TOKYO, May 17 (Xinhua) -- Japanese prosecutors will not indict Nissan Motor Co. CEO Hiroto Saikawa for violating Japan's financial instruments law following allegations he knew about former Chairman Carlos Ghosn under-reporting his remuneration, sources with knowledge of the matter said Friday.
A complaint filed against Saikawa had claimed he had knowledge that Ghosn had been under-reporting his remuneration in Nissan's securities reports submitted to Japanese regulators for two years through March 2018, in violation of Japan's financial instruments law.
While Saikawa admitted to prosecutors he had signed official documents agreeing to Ghosn's post-retirement payments, no mention of the ex-auto tycoon's actual remuneration was in the documents signed by the Nissan CEO.
Nissan, itself, however, along with Ghosn, has been indicted for violating the financial instruments law by under-reporting remuneration and will face trial along with its ex-chief.
The embattled automaker is set to revamp its management, with Saikawa being kept in his post as CEO, sources said this week, although some industry insiders have said he should have stepped down in response to Nissan's protracted scandal involving Ghosn and owing to the automaker's subpar earnings released recently.
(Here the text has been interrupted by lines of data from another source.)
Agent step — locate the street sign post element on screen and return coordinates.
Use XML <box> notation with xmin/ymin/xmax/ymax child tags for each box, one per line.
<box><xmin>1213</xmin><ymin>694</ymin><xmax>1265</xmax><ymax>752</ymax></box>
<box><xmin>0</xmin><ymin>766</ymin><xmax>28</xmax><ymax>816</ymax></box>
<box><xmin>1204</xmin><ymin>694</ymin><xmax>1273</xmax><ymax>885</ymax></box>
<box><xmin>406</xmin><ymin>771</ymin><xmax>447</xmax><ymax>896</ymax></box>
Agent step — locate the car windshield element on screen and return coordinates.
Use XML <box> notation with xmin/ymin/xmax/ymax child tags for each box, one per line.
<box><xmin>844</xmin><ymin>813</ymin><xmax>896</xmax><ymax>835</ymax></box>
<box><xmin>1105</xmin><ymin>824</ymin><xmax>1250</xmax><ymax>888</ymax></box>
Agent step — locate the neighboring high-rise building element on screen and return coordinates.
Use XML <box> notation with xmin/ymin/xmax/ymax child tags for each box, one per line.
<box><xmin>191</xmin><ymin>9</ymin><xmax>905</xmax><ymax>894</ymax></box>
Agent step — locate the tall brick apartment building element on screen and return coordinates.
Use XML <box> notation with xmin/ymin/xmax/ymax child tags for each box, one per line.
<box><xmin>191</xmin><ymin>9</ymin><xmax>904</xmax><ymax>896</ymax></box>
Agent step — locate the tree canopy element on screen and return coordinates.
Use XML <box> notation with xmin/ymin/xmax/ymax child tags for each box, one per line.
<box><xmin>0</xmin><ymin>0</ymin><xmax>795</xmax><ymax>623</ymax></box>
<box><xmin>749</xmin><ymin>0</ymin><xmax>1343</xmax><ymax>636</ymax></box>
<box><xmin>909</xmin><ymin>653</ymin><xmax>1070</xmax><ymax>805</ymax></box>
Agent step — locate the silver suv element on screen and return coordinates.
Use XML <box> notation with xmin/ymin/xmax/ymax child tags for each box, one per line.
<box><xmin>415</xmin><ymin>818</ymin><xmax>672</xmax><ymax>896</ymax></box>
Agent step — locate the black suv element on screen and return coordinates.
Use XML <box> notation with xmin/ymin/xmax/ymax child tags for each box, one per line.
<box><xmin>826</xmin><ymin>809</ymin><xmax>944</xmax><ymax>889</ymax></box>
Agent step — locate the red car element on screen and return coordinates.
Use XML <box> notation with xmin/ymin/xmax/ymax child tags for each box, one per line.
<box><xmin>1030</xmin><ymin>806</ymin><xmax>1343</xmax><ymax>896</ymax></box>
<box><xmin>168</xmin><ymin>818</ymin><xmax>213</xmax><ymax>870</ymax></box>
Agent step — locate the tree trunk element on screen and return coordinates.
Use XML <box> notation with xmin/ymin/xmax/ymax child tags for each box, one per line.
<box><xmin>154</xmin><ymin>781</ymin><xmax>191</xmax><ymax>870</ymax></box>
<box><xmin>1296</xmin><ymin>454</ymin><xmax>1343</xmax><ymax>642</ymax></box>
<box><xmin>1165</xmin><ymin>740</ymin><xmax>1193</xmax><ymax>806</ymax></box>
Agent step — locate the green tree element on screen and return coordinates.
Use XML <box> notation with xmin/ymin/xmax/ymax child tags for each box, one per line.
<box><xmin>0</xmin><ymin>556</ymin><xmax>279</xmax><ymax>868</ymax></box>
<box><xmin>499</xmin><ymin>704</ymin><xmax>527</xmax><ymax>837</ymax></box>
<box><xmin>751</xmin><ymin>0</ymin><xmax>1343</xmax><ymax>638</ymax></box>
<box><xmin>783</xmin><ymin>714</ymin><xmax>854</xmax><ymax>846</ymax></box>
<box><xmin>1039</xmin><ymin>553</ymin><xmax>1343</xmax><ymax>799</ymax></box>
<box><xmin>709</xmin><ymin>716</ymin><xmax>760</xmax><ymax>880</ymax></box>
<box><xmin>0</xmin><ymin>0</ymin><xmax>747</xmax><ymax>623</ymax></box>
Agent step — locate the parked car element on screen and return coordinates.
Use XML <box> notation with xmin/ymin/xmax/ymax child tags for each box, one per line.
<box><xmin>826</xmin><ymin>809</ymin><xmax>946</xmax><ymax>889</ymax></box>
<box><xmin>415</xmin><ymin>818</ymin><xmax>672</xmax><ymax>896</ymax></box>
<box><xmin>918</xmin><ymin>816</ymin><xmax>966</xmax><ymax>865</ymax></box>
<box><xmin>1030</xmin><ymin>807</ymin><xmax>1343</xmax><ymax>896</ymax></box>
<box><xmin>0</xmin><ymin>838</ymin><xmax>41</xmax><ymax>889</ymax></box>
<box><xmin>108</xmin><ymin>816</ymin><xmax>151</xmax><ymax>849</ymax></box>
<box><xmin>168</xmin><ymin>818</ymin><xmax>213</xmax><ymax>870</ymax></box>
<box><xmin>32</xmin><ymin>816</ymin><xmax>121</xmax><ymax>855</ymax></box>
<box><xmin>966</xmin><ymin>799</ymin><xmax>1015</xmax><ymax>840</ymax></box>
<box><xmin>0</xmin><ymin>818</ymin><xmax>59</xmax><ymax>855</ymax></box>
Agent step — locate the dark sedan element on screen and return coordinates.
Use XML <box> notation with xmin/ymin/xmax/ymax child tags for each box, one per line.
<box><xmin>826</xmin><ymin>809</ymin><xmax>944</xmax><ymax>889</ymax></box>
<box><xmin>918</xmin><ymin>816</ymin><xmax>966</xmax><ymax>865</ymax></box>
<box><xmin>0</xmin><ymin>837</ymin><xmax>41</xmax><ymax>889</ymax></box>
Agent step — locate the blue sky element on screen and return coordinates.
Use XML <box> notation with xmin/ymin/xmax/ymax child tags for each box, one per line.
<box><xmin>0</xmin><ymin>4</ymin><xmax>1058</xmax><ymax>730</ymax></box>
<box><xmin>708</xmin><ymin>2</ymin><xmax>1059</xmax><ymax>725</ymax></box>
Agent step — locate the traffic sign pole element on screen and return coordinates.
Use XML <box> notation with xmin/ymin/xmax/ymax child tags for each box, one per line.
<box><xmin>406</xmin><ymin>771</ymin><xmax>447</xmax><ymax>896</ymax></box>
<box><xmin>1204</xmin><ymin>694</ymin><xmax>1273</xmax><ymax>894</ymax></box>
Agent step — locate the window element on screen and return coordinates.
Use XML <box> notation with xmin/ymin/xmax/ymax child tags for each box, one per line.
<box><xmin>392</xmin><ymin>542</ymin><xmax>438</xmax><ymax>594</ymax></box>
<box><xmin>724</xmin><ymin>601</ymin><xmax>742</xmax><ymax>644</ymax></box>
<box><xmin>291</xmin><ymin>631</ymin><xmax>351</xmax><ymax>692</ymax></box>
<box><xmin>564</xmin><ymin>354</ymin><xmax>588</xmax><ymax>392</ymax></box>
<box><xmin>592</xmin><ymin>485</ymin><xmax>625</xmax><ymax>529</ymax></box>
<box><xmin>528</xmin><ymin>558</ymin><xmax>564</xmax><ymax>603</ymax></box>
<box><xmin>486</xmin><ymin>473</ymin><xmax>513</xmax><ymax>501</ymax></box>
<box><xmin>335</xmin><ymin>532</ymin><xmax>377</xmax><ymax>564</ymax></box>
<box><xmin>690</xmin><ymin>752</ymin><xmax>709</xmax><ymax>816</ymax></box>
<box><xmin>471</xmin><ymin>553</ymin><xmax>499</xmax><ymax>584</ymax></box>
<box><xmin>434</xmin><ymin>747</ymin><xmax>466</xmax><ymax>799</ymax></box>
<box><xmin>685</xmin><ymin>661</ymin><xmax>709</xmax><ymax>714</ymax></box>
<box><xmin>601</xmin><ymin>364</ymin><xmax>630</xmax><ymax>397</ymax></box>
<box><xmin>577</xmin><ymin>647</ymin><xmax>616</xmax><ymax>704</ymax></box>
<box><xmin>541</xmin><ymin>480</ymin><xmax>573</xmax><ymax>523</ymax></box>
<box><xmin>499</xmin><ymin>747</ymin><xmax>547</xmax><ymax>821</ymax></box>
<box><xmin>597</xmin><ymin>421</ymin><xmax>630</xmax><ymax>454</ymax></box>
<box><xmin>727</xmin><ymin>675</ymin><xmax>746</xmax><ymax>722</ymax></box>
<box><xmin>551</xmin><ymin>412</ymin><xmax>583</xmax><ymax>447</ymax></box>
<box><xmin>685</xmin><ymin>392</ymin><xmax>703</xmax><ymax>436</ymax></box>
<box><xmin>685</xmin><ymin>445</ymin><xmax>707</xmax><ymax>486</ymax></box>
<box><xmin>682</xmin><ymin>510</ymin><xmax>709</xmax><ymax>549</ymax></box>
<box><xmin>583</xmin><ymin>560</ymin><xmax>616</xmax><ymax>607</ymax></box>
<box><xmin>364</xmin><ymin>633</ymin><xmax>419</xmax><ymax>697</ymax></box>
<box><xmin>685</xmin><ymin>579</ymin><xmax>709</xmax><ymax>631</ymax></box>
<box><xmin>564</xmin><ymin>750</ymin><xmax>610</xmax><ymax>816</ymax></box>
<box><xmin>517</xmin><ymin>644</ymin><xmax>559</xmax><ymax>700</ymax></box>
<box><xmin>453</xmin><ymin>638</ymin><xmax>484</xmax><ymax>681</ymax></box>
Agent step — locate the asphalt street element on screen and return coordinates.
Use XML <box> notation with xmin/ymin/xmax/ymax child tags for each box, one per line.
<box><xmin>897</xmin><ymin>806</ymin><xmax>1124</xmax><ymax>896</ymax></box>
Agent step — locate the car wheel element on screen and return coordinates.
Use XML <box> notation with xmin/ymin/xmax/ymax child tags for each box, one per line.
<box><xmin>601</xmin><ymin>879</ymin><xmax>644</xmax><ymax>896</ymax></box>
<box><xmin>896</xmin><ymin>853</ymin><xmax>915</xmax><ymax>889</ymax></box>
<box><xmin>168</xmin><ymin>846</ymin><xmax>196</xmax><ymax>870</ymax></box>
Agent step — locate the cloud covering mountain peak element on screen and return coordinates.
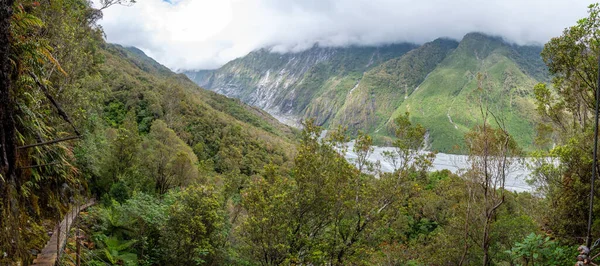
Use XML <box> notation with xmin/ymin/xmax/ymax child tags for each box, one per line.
<box><xmin>100</xmin><ymin>0</ymin><xmax>589</xmax><ymax>69</ymax></box>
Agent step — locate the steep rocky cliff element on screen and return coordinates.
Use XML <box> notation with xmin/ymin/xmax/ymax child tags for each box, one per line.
<box><xmin>185</xmin><ymin>33</ymin><xmax>548</xmax><ymax>152</ymax></box>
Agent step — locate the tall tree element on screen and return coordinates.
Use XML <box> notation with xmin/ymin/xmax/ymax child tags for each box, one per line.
<box><xmin>0</xmin><ymin>0</ymin><xmax>19</xmax><ymax>256</ymax></box>
<box><xmin>534</xmin><ymin>4</ymin><xmax>600</xmax><ymax>242</ymax></box>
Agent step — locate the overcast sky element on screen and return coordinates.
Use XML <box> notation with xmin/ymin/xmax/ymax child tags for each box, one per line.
<box><xmin>100</xmin><ymin>0</ymin><xmax>592</xmax><ymax>70</ymax></box>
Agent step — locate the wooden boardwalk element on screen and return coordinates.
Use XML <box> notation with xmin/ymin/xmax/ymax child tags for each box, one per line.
<box><xmin>33</xmin><ymin>199</ymin><xmax>96</xmax><ymax>266</ymax></box>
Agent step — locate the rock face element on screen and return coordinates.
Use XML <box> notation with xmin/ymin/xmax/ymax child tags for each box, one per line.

"We will try to achieve more sustainable growth rather than chasing numbers as was the case under the former chairman," Saikawa said at a press briefing this week, after the firm reported its FY 2018 earnings, which had dropped to a nine-year low, with reference to Ghosn, who had set a far more aggressive sales target for Nissan.
In response to his critics, Saikawa said that along with his French partners, he will do his utmost to settle the turmoil created by Ghosn's arrest and slumping earnings to restore the trust of the automaker's shareholders.
Ghosn, meanwhile, has vehemently maintained his innocence and has said he was the victim of a conspiracy against him by Nissan executives.